1 - INTRODUCTION
dsarch is the primary tool for archiving geoscience data onto CISL’s Geoscience Data Exchange (GDEX) Servers. It records metadata for every dataset — file names, data periods, file counts, and sizes — in the Geoscience Data Exchange Database (GDEXDB). Datasets can be placed under DOI/Version control by assigning a Digital Object Identifier (DOI) that links all web data files to a specific version for citation and long-term reference. Files can be organized into nested sub-products called groups. Any metadata stored in GDEXDB can also be retrieved or updated through dsarch.
A few terms used throughout this document:
GDEX |
Geoscience Data Exchange, NCAR’s data publication platform |
GDEXDB |
the metadata database backing GDEX |
Specialist |
an authorized owner who manages a dataset |
dNNNNNN |
a dataset number; six digits prefixed with ‘d’ (e.g., d260001) |
Group |
a named sub-product within a dataset; groups can be nested |
Saved file |
an archived file kept for internal use or NCAR users |
Web file |
an archived file published on the GDEX Web Server |
Help file |
documentation or software file (Document or Software) |
Quasar |
the Globus Quasar Server used for long-term tape backup |
Before using dsarch, register the dataset in GDEXDB through Metadata Manager (https://gdex.ucar.edu/metaman/). Once registered, dsarch can perform the following major functions:
Set up a dataset and its groups/subgroups in GDEXDB to prepare it for data archiving
Add, update, and terminate DOI/Version controls for a given dataset
Archive data files by copying them from the working area to GDEX Servers
Call gatherxml to evaluate file content metadata for archived files
Cross-archive data files by duplicating them between bOreas and GDEX Data Disk Servers
Save file information for archived data into GDEXDB
Retrieve dataset, group, and file information stored in GDEXDB
Move data files from one dataset or group to another, or to a different location within the same dataset
Tar file lists from one or more datasets and back them up onto the Globus Quasar Server, with an optional disaster recovery copy
Restore damaged data files from the Quasar backup server
Remove files from GDEX Servers
Automatically resume interrupted dsarch commands using records in GDEXDB
Regenerate filelist and main webpages on demand after dataset changes
The dataset flag -UD (-UseDSARCH) must be set to at least ‘Y’ before dsarch can archive files or write to GDEXDB. This flag also controls file list publication: setting it to ‘P’ or ‘W’ publishes file lists for GDEX Server data files, making them visible in the dataset’s user interface on the GDEX Web Server. See the -SD (-SetDataset) action and the -UD (-UseDSARCH) option for details.

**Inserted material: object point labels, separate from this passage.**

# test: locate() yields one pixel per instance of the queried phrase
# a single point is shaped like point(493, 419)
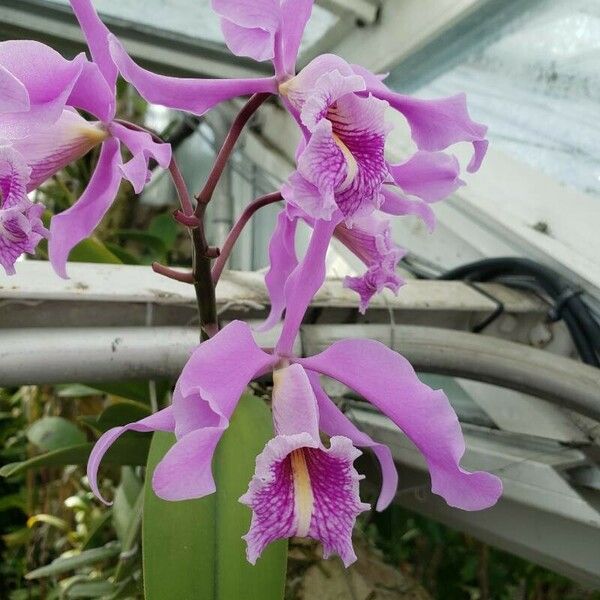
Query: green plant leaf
point(194, 549)
point(85, 558)
point(130, 449)
point(53, 433)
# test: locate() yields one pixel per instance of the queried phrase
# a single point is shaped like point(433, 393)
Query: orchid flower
point(302, 487)
point(340, 110)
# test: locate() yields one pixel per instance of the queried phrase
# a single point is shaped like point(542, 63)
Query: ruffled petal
point(48, 79)
point(395, 204)
point(51, 148)
point(334, 422)
point(192, 95)
point(431, 176)
point(143, 148)
point(96, 35)
point(389, 382)
point(75, 224)
point(283, 261)
point(302, 489)
point(13, 94)
point(304, 283)
point(160, 421)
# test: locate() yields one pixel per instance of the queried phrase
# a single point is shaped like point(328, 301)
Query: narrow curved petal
point(48, 79)
point(13, 94)
point(437, 124)
point(143, 148)
point(389, 382)
point(160, 421)
point(206, 395)
point(51, 148)
point(96, 34)
point(191, 95)
point(395, 204)
point(304, 283)
point(75, 224)
point(283, 261)
point(431, 176)
point(334, 422)
point(295, 16)
point(302, 489)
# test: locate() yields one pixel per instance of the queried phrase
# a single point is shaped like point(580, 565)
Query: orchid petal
point(96, 34)
point(93, 94)
point(389, 382)
point(304, 282)
point(51, 148)
point(192, 95)
point(302, 489)
point(206, 395)
point(295, 17)
point(394, 204)
point(432, 176)
point(77, 223)
point(13, 94)
point(283, 261)
point(334, 422)
point(143, 148)
point(48, 79)
point(160, 421)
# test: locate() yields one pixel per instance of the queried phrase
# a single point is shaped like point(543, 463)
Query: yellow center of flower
point(303, 495)
point(351, 164)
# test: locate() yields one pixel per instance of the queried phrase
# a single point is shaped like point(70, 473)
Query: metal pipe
point(88, 355)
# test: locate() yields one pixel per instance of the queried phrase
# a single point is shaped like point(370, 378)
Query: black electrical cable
point(566, 297)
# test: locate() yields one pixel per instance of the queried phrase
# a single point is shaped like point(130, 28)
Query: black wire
point(568, 305)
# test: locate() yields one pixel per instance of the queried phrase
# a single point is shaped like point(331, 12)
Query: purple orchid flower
point(77, 223)
point(301, 487)
point(21, 226)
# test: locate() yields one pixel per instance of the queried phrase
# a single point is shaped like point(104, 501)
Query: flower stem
point(205, 196)
point(235, 233)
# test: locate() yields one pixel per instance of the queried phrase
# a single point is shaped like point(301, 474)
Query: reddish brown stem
point(235, 233)
point(172, 274)
point(205, 196)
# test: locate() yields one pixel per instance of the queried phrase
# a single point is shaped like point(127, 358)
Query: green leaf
point(194, 549)
point(130, 449)
point(83, 559)
point(93, 251)
point(165, 228)
point(53, 433)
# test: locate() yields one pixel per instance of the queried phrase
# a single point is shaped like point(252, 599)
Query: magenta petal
point(185, 472)
point(334, 422)
point(96, 34)
point(13, 94)
point(217, 373)
point(51, 148)
point(389, 382)
point(48, 79)
point(160, 421)
point(93, 94)
point(295, 16)
point(302, 489)
point(75, 224)
point(283, 261)
point(432, 176)
point(294, 403)
point(394, 204)
point(143, 148)
point(305, 282)
point(192, 95)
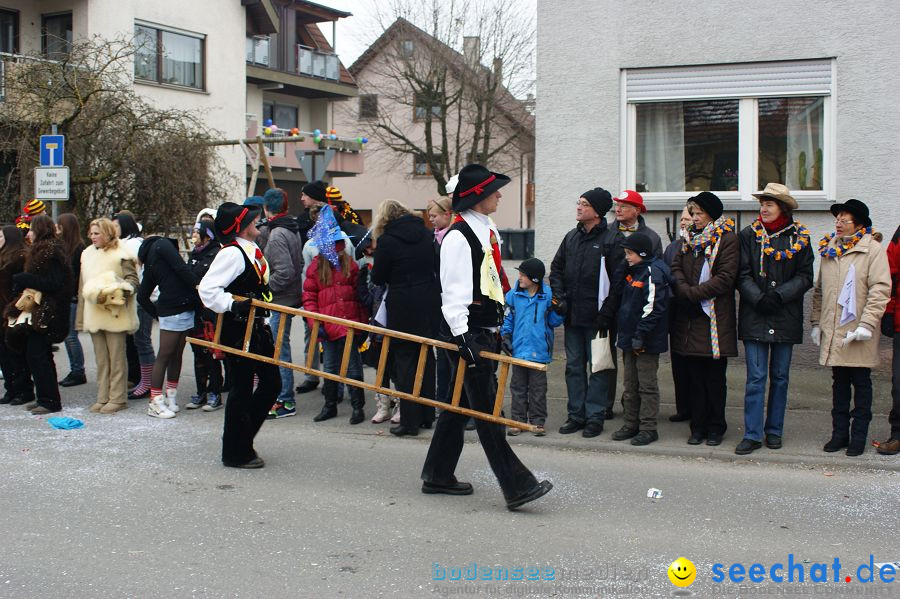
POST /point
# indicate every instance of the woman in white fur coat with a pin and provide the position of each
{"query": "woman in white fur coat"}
(108, 311)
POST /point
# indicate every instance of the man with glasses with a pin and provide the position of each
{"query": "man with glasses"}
(575, 281)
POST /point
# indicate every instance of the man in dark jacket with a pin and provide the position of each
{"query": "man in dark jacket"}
(575, 281)
(283, 252)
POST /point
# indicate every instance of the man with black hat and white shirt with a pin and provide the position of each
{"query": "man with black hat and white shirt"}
(241, 269)
(472, 305)
(576, 283)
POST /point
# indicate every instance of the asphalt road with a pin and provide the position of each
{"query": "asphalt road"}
(130, 506)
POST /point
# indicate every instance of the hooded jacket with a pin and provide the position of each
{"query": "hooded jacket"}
(530, 321)
(575, 272)
(163, 267)
(284, 253)
(404, 261)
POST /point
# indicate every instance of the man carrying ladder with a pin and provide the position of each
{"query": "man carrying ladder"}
(472, 304)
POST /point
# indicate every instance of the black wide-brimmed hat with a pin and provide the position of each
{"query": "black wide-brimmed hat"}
(859, 211)
(231, 219)
(475, 184)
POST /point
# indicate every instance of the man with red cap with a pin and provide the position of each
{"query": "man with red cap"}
(472, 304)
(241, 269)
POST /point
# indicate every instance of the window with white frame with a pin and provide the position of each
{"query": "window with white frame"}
(730, 129)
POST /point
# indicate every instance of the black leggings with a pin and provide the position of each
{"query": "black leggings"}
(168, 359)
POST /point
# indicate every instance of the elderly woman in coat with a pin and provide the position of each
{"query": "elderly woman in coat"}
(776, 272)
(703, 330)
(849, 299)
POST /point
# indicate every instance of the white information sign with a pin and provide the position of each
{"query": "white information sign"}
(51, 183)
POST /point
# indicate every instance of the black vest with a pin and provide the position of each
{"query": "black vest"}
(483, 311)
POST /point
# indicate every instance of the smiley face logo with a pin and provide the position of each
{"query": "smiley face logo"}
(682, 572)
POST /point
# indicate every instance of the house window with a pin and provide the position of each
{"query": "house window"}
(368, 106)
(420, 165)
(56, 34)
(168, 57)
(730, 129)
(9, 31)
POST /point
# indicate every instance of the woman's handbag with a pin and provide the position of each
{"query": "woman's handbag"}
(601, 353)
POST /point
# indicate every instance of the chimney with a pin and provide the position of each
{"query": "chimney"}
(472, 50)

When a file is moved and its name or path changes, dsarch records the new name as the primary entry in GDEXDB and retains the original as a linked alias. Both names resolve to the same file for usage tracking. Always use dsarch — not system move commands — to move data files, so that GDEXDB stays accurate.

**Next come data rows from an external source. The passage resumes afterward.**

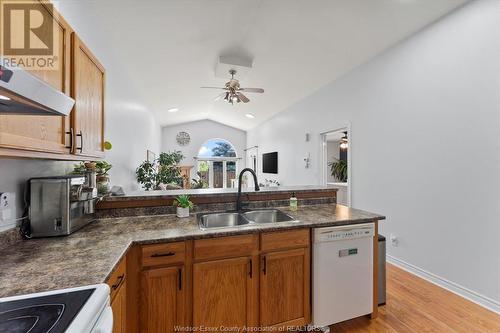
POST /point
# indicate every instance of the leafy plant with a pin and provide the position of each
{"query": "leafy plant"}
(169, 171)
(338, 170)
(198, 183)
(163, 170)
(102, 167)
(78, 169)
(183, 201)
(147, 175)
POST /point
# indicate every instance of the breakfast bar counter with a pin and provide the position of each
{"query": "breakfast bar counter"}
(90, 255)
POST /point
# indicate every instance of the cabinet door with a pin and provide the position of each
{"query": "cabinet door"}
(162, 299)
(224, 293)
(284, 288)
(119, 307)
(87, 88)
(43, 133)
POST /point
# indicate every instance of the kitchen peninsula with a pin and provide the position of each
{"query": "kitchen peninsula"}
(153, 259)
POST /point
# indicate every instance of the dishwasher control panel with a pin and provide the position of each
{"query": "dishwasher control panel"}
(343, 233)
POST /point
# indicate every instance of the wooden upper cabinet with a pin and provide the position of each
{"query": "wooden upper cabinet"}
(87, 88)
(162, 299)
(44, 133)
(223, 293)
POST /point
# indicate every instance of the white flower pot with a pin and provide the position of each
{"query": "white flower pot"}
(182, 212)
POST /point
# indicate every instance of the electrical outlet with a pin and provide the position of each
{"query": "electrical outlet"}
(7, 210)
(394, 240)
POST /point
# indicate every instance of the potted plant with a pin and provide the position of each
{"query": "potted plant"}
(338, 170)
(163, 170)
(102, 168)
(183, 204)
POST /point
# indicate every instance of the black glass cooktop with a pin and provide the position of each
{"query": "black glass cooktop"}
(45, 314)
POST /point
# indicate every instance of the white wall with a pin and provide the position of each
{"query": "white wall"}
(200, 132)
(128, 125)
(425, 140)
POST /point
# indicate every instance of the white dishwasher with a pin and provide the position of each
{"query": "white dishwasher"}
(342, 273)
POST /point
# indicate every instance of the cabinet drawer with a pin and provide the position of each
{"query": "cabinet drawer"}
(270, 241)
(225, 247)
(117, 278)
(163, 254)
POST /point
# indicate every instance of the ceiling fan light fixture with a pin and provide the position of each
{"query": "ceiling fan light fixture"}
(344, 142)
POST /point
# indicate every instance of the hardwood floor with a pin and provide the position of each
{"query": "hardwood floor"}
(415, 305)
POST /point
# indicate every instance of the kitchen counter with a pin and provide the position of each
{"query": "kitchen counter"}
(90, 255)
(215, 192)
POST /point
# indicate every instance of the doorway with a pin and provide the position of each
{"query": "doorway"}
(336, 162)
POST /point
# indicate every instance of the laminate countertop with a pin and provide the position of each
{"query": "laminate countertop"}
(90, 255)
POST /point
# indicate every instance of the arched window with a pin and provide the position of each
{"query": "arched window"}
(217, 148)
(217, 163)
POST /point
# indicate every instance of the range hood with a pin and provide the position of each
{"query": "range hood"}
(23, 94)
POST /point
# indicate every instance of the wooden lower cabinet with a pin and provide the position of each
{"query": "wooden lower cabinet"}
(119, 307)
(214, 284)
(285, 288)
(224, 293)
(162, 299)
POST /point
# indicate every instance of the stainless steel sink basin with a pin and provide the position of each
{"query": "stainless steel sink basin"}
(221, 220)
(267, 216)
(234, 219)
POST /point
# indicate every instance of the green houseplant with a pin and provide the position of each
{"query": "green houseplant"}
(102, 178)
(163, 170)
(183, 205)
(338, 170)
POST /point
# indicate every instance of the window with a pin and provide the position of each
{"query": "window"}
(218, 163)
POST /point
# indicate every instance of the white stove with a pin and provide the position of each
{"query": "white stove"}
(74, 310)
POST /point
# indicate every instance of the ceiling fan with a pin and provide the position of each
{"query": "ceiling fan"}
(233, 91)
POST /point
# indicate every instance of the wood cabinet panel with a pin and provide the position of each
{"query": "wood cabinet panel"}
(117, 278)
(284, 288)
(44, 133)
(271, 241)
(119, 308)
(162, 299)
(224, 247)
(224, 293)
(87, 88)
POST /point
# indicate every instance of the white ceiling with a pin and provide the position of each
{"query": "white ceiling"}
(166, 50)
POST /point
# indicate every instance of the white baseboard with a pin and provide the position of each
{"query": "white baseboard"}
(455, 288)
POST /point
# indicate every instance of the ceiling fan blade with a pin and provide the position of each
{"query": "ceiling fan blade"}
(257, 90)
(243, 98)
(213, 88)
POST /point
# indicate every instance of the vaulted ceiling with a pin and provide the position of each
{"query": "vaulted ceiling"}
(163, 51)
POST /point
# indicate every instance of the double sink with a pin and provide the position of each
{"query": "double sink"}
(240, 219)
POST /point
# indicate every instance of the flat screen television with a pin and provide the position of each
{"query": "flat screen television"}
(270, 162)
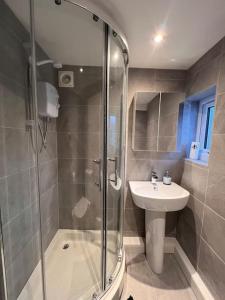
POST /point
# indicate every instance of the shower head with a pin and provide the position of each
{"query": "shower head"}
(49, 61)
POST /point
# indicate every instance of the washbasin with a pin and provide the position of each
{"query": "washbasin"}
(157, 199)
(158, 196)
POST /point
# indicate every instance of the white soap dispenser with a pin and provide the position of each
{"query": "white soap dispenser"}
(167, 178)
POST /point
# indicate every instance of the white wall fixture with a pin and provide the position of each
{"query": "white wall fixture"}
(157, 199)
(66, 79)
(48, 100)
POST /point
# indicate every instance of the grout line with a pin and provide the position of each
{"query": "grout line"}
(214, 252)
(203, 216)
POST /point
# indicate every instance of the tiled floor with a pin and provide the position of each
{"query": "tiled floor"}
(142, 284)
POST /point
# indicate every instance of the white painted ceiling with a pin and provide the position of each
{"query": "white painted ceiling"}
(191, 28)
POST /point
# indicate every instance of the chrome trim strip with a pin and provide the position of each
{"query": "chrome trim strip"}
(34, 99)
(105, 153)
(2, 264)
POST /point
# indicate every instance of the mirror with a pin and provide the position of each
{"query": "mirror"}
(156, 117)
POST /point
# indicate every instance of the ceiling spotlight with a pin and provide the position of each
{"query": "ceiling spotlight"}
(115, 56)
(158, 38)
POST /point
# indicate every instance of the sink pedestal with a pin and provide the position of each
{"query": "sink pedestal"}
(155, 235)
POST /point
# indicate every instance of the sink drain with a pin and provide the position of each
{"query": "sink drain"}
(66, 246)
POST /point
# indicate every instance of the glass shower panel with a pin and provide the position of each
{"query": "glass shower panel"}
(69, 46)
(18, 186)
(114, 149)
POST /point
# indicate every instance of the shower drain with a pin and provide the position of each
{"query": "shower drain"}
(66, 246)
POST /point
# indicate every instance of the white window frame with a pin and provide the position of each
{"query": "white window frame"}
(204, 105)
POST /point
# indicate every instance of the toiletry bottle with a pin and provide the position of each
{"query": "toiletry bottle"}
(167, 178)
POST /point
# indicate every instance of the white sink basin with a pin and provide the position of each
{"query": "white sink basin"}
(158, 197)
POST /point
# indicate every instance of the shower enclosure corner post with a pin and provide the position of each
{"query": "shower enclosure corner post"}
(105, 154)
(35, 115)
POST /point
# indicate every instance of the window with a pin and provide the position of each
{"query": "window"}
(205, 124)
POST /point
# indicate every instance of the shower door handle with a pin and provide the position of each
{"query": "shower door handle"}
(3, 289)
(99, 163)
(115, 160)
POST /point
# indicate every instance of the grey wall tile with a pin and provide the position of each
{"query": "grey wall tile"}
(79, 119)
(134, 222)
(221, 79)
(219, 121)
(50, 151)
(2, 153)
(203, 79)
(170, 74)
(21, 268)
(48, 175)
(18, 232)
(139, 169)
(212, 231)
(18, 195)
(188, 239)
(14, 105)
(215, 196)
(75, 145)
(194, 179)
(212, 271)
(3, 199)
(216, 158)
(167, 143)
(17, 150)
(77, 171)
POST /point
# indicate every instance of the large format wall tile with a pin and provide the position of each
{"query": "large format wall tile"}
(219, 123)
(212, 270)
(212, 231)
(81, 119)
(194, 179)
(2, 153)
(215, 196)
(78, 145)
(17, 150)
(210, 252)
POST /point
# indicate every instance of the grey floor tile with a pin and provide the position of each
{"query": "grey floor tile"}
(142, 283)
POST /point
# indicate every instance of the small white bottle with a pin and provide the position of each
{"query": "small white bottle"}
(167, 178)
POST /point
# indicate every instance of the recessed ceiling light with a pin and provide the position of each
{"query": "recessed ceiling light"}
(115, 56)
(158, 38)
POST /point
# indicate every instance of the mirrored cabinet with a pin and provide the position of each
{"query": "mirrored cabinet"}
(156, 119)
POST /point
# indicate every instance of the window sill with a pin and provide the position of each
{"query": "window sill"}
(197, 162)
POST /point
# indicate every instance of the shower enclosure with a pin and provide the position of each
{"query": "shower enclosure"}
(62, 146)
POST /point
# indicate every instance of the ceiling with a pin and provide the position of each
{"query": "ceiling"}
(190, 28)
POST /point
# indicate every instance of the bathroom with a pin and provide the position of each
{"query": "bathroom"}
(112, 142)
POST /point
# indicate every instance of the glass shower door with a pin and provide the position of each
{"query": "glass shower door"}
(114, 151)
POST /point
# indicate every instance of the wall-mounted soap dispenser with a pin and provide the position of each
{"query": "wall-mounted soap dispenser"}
(167, 178)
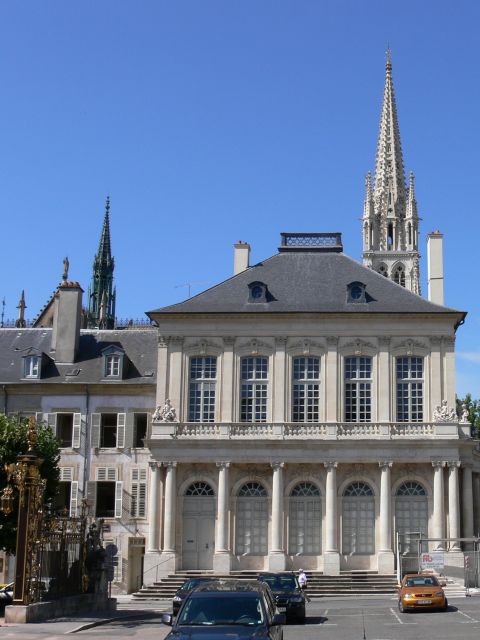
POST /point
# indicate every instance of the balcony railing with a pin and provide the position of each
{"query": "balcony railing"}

Use the companion utility ‘dsquasar’ to back up archived data files to the Globus Quasar Server. ‘dsquasar’ finds files not yet backed up, assembles input file lists (targeting 1-3 GB per list), and calls dsarch to package and upload them as tar files to the Quasar server.
dsarch includes safeguards to prevent accidental operations on the wrong dataset. Input files must be named starting with the dataset number in the format ‘dNNNNNN.*’, where ‘*’ matches one or more valid filename characters. dsarch also verifies that the specialist running it is an authorized owner of the dataset; if not, execution stops — unless Mode option -MD (-MyDataset) is supplied, which overrides the ownership check.

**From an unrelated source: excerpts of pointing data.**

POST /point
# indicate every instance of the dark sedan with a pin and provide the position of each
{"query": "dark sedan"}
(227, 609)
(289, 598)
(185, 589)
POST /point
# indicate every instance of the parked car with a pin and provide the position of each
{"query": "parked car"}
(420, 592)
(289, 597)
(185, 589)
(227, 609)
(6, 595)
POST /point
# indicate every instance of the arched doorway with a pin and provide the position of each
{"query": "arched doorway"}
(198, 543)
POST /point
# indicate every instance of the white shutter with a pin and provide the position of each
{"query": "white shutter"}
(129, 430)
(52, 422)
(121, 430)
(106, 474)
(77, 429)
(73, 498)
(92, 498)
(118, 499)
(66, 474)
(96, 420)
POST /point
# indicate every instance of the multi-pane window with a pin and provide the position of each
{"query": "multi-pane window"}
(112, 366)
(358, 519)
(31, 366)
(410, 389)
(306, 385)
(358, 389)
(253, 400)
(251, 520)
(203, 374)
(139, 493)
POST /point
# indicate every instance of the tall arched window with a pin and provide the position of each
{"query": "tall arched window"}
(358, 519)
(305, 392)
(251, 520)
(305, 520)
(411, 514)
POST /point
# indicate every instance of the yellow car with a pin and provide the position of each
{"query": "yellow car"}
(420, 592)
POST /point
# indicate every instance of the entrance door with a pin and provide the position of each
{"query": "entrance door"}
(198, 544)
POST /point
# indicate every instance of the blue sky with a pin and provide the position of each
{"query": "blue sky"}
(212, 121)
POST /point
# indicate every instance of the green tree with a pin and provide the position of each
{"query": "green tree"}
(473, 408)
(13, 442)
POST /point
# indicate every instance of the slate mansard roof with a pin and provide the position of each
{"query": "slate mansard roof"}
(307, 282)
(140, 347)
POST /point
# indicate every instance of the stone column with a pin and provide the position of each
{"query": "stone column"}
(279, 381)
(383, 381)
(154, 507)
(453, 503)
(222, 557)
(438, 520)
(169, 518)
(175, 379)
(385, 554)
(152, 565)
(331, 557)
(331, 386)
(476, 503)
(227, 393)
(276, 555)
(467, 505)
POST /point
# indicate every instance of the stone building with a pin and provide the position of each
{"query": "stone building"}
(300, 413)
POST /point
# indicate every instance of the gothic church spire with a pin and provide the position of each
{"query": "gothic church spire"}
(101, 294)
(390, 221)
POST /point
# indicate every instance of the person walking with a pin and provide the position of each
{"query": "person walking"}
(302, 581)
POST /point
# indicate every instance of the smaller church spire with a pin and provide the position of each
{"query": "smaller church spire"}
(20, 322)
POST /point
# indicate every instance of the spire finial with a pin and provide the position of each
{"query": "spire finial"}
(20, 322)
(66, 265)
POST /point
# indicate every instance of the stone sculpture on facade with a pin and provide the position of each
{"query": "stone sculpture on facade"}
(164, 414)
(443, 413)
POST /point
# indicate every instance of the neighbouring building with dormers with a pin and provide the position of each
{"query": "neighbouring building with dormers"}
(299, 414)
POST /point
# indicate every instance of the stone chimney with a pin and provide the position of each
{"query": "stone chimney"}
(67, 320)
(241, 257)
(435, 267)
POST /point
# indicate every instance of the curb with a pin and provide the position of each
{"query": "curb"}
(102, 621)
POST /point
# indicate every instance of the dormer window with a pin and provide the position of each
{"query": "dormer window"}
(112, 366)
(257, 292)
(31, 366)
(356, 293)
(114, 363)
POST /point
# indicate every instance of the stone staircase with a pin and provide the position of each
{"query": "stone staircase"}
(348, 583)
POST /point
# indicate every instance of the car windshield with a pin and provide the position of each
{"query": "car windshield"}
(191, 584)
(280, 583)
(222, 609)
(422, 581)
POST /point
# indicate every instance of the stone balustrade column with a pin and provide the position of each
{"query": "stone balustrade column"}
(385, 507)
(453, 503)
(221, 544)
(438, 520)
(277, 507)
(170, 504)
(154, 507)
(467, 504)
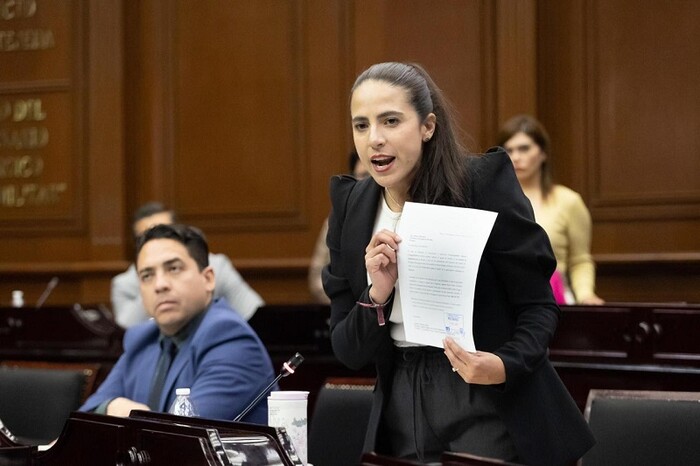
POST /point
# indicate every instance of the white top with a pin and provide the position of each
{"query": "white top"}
(389, 220)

If an archive action (-AW, -AS, -AH, -AQ) fails due to a storage system outage, dsarch automatically retries it once the system recovers. Retry behavior is enabled only when option -BP (-d) is used to submit the action as a background batch process; the retry state is tracked in GDEXDB.
Once added, a DOI/Version control record cannot be removed, but it can be terminated when a dataset is retired and its data are no longer current. Even after termination, the file list can be reconstructed from the retained DOI records. Files under DOI/Version control are locked — they cannot be moved or deleted — though new files may still be added to operational datasets. Archived data files are also immutable unless new data are appended to them.
Only Web data files are placed under DOI/Version control. Saved data staged on disk for internal use or NCAR user access is not version- controlled and remains the responsibility of the dataset owner.
This document first covers general dsarch usage, then describes each Action option in detail, followed by Mode and Information (Info for short) options. Examples are provided throughout each section.